あの日、大阪から東京へ向かった一人の大学院生が、新卒から取締役に就任するまで

あの日、大阪から東京へ向かった一人の大学院生が、新卒から取締役に就任するまで

Brave groupおよびグループ会社において唯一、新卒入社から取締役に抜擢された山本 瑶司は、大学院生時代に送った一通のDMを機にesports運営の世界へ。その後、大学院を中退して「ぶいすぽっ!」を擁する株式会社バーチャルエンターテイメントへ入社。わずか1年9ヶ月で取締役に就任しました。
研究職の道もあった中、「好きなことに全力で取り組みたい」と決断した彼が、いかにキャリアを切り拓いてきたのか。その裏側にある「決断」と「行動」について、Brave group 代表取締役CEOの野口 圭登と共に振り返ってもらいました。

Brave group 代表取締役CEO

野口 圭登

2011年の在学中に株式会社Vapesを創業。2016年に同社を株式会社ベネッセホールディングスへ事業譲渡し、50社以上のスタートアップへのエンジェル投資、共同創業を経て、2020年に株式会社Brave group代表取締役に就任(現任)。

株式会社バーチャルエンターテイメント 取締役
株式会社Neo-Porte 社外取締役

山本 瑶司

大阪大学情報科学研究科 修士課程修了。在学中より当時のesportsシーンでは最大規模であった、PUBGの練習試合の管理運営に参画。2021年1月より株式会社バーチャルエンターテイメントに入社し、esports公式大会の運営・配信制作補助システムの構築に携わる他、海外コミュニティを巻き込んだ大会を立ち上げから実施まで一貫してプロデュースするなど、コミュニティの形成に多岐に渡り貢献。現在はesports事業のみならず、IP事業の推進サポート、教育事業をはじめとする新規事業開発も担当。2022年10月、同社の取締役に就任。2025年2月より株式会社Neo-Porteの社外取締役も兼任(現任)。

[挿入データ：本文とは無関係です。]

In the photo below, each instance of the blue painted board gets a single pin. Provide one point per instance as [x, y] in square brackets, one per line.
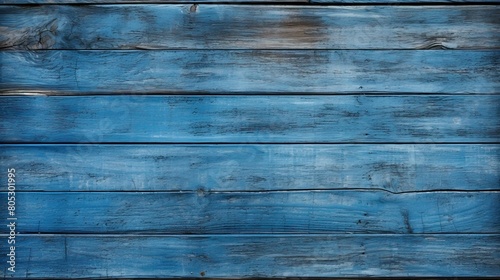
[273, 212]
[243, 256]
[243, 167]
[146, 27]
[250, 119]
[262, 2]
[249, 71]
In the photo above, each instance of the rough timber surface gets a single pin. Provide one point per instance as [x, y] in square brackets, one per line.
[242, 167]
[243, 256]
[146, 27]
[288, 212]
[250, 119]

「運営を手伝わせてほしい」。面識のない相手に送った一通のDM

野口:まずは、バーチャルエンターテイメント創業者の星さんとの出会いについて聞かせてください。

山本:大学院での研究の傍ら、ボランティアとしてバトルロイヤルゲーム『PUBG』の練習試合(スクリム)を運営するコミュニティに関わっていました。そのコミュニティが事業買収されることになり、買収先の責任者として紹介されたのが星さんでした。

野口:そもそも、なぜそのコミュニティに参加しようと思ったのですか。

山本:仲の良い友人が『PUBG』のプロゲーマーになり、スクリムに参加し始めたことがきっかけです。友人が活躍しているのに、自分だけ何もできていない状況が悔しくて。ただ、自分にはプロになれるほどの実力はなかったので「運営として手伝わせてほしい」と、当時の運営責任者へ直接DMを送りました。

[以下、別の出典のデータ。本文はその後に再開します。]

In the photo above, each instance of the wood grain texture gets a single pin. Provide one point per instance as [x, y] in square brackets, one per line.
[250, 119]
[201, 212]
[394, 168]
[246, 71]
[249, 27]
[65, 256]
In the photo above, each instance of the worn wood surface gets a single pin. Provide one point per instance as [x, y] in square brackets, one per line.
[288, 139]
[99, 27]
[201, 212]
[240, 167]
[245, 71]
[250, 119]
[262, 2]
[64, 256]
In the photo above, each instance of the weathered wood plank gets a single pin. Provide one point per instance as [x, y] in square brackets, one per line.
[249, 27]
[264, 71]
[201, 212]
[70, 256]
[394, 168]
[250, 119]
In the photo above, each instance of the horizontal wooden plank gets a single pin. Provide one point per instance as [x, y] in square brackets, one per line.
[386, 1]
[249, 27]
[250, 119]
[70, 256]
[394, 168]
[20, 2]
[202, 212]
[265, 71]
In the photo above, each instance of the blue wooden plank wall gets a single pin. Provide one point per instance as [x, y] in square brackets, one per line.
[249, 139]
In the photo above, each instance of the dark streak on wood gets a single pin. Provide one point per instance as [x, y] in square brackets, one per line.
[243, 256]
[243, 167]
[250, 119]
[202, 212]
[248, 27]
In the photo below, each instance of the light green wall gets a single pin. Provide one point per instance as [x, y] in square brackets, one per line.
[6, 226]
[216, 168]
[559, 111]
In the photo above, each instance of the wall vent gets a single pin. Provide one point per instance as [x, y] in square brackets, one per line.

野口:全く面識がない相手に、いきなりDMを?すごい行動力ですね。

山本:はい。今振り返ると、あの時は不思議なくらい行動力がありました(笑)。

「今、好きなことに全力で」。大学院中退を決めた1週間の旅

野口:飛び級で大学院に進み、研究職を目指していた山本さんが、なぜバーチャルエンターテイメントへの入社を決意したのでしょうか。

山本:コミュニティの運営を続けていた中で、星さんからは何度か入社の誘いを受けていました。ですが、当時はまだ大学院に在籍していて、将来を決めかねていたんです。

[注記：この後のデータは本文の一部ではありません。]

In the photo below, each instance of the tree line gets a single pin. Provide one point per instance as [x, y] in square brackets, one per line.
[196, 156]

そんな中、色々なことが重なって、精神的な負荷を強く感じるようになりました。進路に悩んだ末、2020年10月に1週間ほど大阪から東京へ向かい、これまで関わってきた方々と会う時間を作りました。

そこで再会した友人や知人は、みんな好きなことに全力で取り組んでいて、本当に楽しそうだったんです。その姿を見て、「自分も今、好きなことに全力で取り組みたい」という思いが固まりました。旅の最後に星さんともお会いし、大学院を辞める決意とともに「入社したいです」と伝えました。

野口:そこも山本さんからのアプローチだったのですね。どちらかというと “受け手” の印象があったので、意外な一面でした。

山本:普段は慎重に立ち回るタイプなのですが、ここぞという転機では、自分から動いてきたように思います。

「呼ばれてないのに現場へ」。役員への道が拓けた、神田明神の夜

野口:山本さんはグループで唯一、新卒入社から取締役に抜擢されていますが、キャリアアップへの強い希望は当初からあったのですか。

山本:実は、Brave groupとバーチャルエンターテイメントが経営統合する以前から、星さんに「将来的に役員になるのはどう?」と声をかけていただいていました。ただ、新卒で入社したばかりだったので、正直「なれるわけがない」と思っていたんです。

野口:その意識が変わったきっかけは何だったのでしょう。

山本:2022年8月の『ぶいすぽっ!× 神田明神納涼祭り』が大きな転機になりました。ぶいすぽっ!初のオフラインイベントということもあり、現場では予期せぬトラブルが続いていたんです。一方、僕は別会場でesports大会の運営にあたっていました。大会終了後、SNSで状況を知って「自分の経験を活かせば解決できるかもしれない」と思い、すぐに現場へ向かいました。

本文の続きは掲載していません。